Première concentration des Harlistas cubains sur leurs vieux Panhead

Moins médiatisés, mais pas moins débrouillards et passionnés, que leurs homologues sur quatre roues roulant au son des gros V8 Made in Detroit, les « Harlistas », les bikers cubains, viennent d’organiser  les 14 et 15 avril 2012 leur toute première concentration nationale  sur l’ile de Cuba dans la station balnéaire de Varadero.

Durant deux jours, les Harlistas, comprenez les « Harleyistes » dans la langue de Cervantes, ont organisé des activités traditionnelles des rassemblements de bikers comme attraper des saucisses sans les mains ou participer à une course de lenteur. Des prix ont été remis à la plus vieille machine, la mieux restaurée ou celle qui a parcouru le plus de kilomètres pour venir à Varadero.

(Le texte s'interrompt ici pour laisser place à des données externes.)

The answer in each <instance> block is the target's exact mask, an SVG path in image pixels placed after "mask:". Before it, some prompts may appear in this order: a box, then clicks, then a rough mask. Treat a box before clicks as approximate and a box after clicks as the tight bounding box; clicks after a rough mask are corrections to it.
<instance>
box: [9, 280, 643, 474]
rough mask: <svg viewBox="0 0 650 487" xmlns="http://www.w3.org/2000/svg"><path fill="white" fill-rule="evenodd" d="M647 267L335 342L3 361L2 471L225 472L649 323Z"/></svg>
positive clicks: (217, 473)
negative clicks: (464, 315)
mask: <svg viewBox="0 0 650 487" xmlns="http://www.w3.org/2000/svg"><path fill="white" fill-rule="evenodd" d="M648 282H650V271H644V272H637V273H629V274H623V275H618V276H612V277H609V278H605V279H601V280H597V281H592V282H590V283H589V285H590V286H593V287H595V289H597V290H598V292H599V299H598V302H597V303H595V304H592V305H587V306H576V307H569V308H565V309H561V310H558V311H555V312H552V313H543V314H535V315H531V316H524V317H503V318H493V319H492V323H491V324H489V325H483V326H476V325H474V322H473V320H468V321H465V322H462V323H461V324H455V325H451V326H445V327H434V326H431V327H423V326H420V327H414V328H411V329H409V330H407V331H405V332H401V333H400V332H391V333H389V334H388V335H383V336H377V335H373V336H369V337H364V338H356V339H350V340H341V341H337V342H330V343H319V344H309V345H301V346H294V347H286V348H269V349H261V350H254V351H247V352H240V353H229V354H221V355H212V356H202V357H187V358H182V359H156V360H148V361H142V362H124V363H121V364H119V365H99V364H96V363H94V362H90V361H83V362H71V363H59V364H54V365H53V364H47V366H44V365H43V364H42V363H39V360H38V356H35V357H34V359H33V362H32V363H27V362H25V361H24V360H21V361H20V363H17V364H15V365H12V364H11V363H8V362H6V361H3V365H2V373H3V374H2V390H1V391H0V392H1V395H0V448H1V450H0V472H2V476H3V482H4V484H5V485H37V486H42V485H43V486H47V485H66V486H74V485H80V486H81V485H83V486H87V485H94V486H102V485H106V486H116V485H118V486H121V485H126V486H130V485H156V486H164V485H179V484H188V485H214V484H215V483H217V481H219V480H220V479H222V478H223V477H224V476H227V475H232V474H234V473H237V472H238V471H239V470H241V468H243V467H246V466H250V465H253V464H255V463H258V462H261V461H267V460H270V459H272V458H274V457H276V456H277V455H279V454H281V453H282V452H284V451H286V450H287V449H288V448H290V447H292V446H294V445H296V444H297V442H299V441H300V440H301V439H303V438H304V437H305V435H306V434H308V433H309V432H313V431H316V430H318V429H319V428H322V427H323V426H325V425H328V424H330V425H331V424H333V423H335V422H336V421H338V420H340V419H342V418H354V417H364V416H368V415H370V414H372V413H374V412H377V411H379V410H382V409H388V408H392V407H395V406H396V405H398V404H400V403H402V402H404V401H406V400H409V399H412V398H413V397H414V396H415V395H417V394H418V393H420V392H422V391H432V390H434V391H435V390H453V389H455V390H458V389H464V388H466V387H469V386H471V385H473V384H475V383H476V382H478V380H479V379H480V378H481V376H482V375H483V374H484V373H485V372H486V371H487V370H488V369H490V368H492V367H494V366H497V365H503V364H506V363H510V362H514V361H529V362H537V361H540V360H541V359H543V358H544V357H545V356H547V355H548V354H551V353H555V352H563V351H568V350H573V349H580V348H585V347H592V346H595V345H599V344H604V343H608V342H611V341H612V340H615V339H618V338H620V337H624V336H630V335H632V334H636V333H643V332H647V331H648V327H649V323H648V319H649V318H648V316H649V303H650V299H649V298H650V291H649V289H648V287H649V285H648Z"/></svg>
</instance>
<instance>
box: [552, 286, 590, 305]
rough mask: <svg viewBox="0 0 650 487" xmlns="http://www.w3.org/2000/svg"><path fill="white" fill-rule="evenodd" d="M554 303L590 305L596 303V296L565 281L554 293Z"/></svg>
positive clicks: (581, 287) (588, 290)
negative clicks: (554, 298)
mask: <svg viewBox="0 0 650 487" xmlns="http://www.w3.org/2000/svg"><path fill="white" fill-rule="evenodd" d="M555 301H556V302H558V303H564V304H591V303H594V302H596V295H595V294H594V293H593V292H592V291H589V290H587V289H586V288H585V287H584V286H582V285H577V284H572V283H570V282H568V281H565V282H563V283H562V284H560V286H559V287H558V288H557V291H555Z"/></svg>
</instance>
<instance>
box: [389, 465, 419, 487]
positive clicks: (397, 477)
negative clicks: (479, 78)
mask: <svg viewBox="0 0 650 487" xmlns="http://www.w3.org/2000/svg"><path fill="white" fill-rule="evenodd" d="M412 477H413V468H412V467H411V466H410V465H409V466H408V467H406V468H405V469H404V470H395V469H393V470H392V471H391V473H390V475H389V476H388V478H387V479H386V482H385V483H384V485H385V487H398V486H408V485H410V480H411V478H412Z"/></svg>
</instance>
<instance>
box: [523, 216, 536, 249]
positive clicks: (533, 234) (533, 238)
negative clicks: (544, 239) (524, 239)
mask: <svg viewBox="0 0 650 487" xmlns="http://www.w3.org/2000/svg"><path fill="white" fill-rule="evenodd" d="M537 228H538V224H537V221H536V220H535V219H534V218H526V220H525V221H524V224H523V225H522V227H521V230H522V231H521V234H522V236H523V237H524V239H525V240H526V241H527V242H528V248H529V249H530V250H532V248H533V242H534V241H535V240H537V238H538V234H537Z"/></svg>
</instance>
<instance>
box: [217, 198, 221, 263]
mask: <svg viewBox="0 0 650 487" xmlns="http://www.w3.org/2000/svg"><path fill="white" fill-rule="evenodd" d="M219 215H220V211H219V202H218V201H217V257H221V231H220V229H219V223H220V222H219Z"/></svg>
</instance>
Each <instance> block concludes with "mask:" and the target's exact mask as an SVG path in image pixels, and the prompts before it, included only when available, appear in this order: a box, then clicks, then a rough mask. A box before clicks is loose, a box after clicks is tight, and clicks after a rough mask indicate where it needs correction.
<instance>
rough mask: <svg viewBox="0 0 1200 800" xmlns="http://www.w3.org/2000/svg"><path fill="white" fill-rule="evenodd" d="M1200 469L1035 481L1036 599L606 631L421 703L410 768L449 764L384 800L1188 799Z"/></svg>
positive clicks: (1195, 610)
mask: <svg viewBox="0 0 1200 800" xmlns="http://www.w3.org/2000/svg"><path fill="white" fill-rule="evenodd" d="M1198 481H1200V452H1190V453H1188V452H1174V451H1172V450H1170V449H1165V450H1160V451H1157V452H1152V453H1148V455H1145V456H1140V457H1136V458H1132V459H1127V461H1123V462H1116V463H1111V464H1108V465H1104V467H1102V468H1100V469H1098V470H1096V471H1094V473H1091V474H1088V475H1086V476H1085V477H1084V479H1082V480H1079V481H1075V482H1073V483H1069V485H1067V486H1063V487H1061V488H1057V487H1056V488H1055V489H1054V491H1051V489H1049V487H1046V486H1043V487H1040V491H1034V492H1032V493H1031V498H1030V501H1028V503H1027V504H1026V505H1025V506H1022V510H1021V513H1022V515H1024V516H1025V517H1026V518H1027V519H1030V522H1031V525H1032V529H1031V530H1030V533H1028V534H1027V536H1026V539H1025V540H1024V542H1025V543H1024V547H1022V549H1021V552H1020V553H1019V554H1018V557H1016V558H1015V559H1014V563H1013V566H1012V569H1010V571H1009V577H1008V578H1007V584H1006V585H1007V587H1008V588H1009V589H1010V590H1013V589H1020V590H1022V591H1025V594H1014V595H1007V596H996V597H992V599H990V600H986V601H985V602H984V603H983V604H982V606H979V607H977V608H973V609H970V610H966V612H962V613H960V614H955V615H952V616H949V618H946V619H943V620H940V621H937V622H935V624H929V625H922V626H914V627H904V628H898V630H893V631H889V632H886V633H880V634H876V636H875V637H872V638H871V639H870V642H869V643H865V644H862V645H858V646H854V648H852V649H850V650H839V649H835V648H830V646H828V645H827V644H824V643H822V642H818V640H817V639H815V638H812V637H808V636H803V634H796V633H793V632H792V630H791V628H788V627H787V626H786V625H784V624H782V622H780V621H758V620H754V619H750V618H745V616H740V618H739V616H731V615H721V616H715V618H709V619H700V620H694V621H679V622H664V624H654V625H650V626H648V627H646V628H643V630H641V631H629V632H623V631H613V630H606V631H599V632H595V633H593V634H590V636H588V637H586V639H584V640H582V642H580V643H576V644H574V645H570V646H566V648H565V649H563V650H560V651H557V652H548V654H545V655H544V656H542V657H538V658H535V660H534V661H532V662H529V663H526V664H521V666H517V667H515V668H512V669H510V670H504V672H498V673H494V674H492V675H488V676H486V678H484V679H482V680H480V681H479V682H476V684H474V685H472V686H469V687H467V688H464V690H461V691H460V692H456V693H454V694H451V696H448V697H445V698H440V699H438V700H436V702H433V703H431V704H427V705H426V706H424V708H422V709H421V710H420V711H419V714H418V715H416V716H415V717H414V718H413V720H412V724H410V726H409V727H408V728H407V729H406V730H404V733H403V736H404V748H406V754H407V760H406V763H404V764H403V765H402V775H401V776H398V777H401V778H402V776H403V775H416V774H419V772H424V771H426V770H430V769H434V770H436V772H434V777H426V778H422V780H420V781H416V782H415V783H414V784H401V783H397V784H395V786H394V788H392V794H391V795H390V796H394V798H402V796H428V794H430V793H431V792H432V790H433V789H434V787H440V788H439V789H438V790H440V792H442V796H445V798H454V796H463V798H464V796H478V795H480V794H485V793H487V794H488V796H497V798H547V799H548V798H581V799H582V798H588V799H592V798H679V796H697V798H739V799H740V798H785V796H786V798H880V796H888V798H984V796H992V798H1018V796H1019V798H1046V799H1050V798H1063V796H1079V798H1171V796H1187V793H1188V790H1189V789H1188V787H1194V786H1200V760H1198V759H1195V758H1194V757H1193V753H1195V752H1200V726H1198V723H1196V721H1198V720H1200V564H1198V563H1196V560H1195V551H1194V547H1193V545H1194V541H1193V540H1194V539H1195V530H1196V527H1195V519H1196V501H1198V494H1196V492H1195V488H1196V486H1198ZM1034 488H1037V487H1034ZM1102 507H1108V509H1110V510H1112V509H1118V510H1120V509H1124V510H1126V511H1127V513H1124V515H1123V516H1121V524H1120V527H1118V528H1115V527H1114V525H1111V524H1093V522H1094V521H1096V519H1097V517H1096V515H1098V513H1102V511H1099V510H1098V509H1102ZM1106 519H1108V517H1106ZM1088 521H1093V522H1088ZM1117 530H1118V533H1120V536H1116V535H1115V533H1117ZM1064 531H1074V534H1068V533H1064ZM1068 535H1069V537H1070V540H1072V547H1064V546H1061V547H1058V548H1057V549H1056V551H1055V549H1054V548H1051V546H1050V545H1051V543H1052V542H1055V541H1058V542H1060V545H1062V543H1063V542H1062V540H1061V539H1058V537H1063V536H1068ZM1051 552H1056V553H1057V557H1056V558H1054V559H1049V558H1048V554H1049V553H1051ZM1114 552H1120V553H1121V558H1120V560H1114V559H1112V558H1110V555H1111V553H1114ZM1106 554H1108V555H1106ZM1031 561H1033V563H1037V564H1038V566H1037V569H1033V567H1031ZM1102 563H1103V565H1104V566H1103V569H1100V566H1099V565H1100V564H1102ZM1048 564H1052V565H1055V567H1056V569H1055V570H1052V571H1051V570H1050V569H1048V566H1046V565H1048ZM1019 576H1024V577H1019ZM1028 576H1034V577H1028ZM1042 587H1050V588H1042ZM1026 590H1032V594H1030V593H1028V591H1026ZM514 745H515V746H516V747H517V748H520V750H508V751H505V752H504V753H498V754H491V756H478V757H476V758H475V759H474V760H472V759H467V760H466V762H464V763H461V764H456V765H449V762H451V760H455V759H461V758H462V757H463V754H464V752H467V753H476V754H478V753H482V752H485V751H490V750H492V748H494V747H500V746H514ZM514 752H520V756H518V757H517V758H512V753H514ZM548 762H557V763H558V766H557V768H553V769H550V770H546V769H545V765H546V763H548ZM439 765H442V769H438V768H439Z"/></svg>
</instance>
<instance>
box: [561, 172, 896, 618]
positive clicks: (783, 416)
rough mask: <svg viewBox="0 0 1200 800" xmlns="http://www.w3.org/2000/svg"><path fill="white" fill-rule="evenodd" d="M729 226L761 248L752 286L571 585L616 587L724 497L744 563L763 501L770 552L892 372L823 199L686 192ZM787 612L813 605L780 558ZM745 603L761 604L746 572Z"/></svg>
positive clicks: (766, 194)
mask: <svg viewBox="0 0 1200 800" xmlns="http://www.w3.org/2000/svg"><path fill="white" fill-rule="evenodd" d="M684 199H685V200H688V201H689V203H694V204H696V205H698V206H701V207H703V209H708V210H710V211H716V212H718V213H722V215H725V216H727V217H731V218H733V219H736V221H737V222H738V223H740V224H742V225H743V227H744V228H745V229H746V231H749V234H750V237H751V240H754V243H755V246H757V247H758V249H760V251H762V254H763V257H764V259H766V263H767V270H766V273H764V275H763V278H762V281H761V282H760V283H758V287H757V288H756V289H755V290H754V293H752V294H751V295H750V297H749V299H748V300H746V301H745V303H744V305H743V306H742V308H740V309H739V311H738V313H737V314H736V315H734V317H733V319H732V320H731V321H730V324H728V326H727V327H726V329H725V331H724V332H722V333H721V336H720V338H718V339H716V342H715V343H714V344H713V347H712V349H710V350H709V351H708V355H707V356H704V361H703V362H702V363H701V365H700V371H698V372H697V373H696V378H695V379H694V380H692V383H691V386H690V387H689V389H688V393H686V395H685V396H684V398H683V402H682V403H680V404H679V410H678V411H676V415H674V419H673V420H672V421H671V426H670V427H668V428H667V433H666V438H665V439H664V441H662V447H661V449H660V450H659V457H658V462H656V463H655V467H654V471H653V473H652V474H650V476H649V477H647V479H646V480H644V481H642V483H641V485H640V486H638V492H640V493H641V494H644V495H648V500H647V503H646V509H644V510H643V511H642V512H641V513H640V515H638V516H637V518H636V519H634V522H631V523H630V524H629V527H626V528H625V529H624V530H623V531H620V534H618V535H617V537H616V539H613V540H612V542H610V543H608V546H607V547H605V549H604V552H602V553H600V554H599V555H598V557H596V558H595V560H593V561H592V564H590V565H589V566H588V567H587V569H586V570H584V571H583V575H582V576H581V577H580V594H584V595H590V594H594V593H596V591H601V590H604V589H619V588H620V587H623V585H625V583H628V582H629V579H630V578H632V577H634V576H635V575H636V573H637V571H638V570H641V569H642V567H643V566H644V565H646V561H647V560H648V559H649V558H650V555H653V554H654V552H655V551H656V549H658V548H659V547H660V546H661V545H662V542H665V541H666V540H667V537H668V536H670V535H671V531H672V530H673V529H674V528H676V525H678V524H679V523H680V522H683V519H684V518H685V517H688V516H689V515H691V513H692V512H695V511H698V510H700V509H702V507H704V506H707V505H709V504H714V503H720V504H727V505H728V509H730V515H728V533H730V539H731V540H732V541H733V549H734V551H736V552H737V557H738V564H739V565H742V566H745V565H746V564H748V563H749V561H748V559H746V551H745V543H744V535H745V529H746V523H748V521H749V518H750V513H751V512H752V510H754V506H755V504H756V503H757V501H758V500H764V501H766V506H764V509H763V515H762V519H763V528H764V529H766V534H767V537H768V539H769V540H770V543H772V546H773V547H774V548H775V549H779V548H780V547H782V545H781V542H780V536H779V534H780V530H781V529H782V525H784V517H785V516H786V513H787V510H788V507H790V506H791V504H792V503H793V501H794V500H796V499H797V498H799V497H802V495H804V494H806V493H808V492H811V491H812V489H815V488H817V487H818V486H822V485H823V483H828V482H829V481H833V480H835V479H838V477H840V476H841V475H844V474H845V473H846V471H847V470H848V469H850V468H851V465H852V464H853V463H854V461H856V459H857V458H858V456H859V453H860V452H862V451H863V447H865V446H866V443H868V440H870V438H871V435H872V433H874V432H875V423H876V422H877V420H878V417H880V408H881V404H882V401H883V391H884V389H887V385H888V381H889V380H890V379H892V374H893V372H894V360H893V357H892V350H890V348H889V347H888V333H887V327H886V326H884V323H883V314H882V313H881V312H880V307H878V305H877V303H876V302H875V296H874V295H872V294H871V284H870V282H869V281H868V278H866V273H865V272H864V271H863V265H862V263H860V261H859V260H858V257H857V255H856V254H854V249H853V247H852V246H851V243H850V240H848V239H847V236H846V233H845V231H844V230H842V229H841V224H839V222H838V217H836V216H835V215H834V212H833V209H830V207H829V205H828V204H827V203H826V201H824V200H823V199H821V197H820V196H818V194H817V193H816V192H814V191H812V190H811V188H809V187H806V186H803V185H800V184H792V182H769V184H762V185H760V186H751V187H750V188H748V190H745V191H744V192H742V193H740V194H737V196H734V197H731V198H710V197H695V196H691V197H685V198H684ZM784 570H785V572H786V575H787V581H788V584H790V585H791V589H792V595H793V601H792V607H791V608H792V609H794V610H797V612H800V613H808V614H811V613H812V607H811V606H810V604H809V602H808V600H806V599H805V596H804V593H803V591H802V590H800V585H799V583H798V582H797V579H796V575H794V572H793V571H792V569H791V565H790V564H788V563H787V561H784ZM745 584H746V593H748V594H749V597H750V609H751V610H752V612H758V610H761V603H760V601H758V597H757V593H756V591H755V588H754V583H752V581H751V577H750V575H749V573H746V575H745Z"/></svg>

Un résident canadien a organisé gratuitement le diner du soir offert aux 70 participants. Cette concentration a permis de récolter prés de 1000 dollars qui permettront d’entretenir et de restaurer les vieilles Harley que compte encore Cuba. Mais comme dans toute  fiesta digne de ce nom, l’essentiel était de partager  sa passion commune pour les Harley Davidson.

Les organisateurs de ce rallye estiment le nombre de Harley Davidson sur l’ile à 270 – 300 exemplaires dont 200 sur La Havane, tous antérieurs à la révolution cubaine de 1959.

Ils  considèrent qu’il y avait environ 2000 motos made in Milwaukee sur l’ile à cette date. La plupart de ces machines US étaient utilisées par la police ou l’armée.

Max  Cucchi, un résident italien qui possède un Panhead de 1958 et qui participe à l’organisation du rassemblement, parle ainsi de cette concentration : «  Normalement toutes les motos que vous voyez ici devraient être dans des musées comme c’est le cas partout dans le monde ».

Ce dernier est en train d’écrire un livre sur les Harlistas intitulé « Here people use them to live » ou en VF, « Ici les gens les utilisent pour vivre ».

Ce titre est fort à propos car ces antiquités sont utilisées pour toutes les taches du quotidien comme aller faire les courses voire servir de véhicule de déménagement !

C’est vrai qu’il y a matière à écrire un bon gors bouquin car depuis cinquante ans les cubains fous de vieilles fontes « Made In Milwaukee » subissent de plein fouet l’embargo des USA.

Il n’y avait donc plus aucune pièce pour entretenir ces antiquités. Les cubains sont devenus mettre dans l’art de la débrouille. Par exemple, ils ont monté des pistons d’Alfa Roméo ou de camions russes, utilisé des pneus de coccinelles ou fabriqué un guidon ou un pot d’échappement à partir de tuyaux de construction.

Jorge Fonseca, un mécanicien de profession et un Harlistas de cœur raconte : «  le blocus était très dur. Il n’y avait aucune possibilité de faire quelque chose ». Il ajoute :« Ceux qui avaient des motos et qui étaient capables de les entretenir eux-mêmes avaient un grand mérite car ils ont tenu le coup sans rien ».

Les choses ont commencé à changer dans les années 90 avec le développement du tourisme. Canadiens et européens ont apporté des pièces comme cadeaux. Les cubains exilés aux USA et leurs descendants ont fait de même avec l’assouplissement récent des voyages entre cuba et les USA.

Adolofo Pez, un autre organisateur, dit qu’il peut désormais commander en ligne des pièces et qu’elles seront expédiées aux Canada où des amis les réexpédieront vers Cuba.

Mais la débrouillardise cubaine demeure. Ainsi Jorge Fonseca continue à utiliser des dynamos des motos russes Oural sur son Panhead de 1954 qui coutent 15 dollars au lieu des 400 !!!

Les bikers de Cuba forment une communauté soudée où l’on partage les outils et où l’on s’entraide.

Il y a trois clubs sur La havane, en comptant le chapter national du Latin American Motorcycle Association. Des rassemblements avec la petite famille ont lieu tous les samedi sur le front de mer à l’ombre de l’ Hotel Nacional de La Havane pour montrer leurs motos et siroter rhum et coca et échanger des histoires de garages et de routes.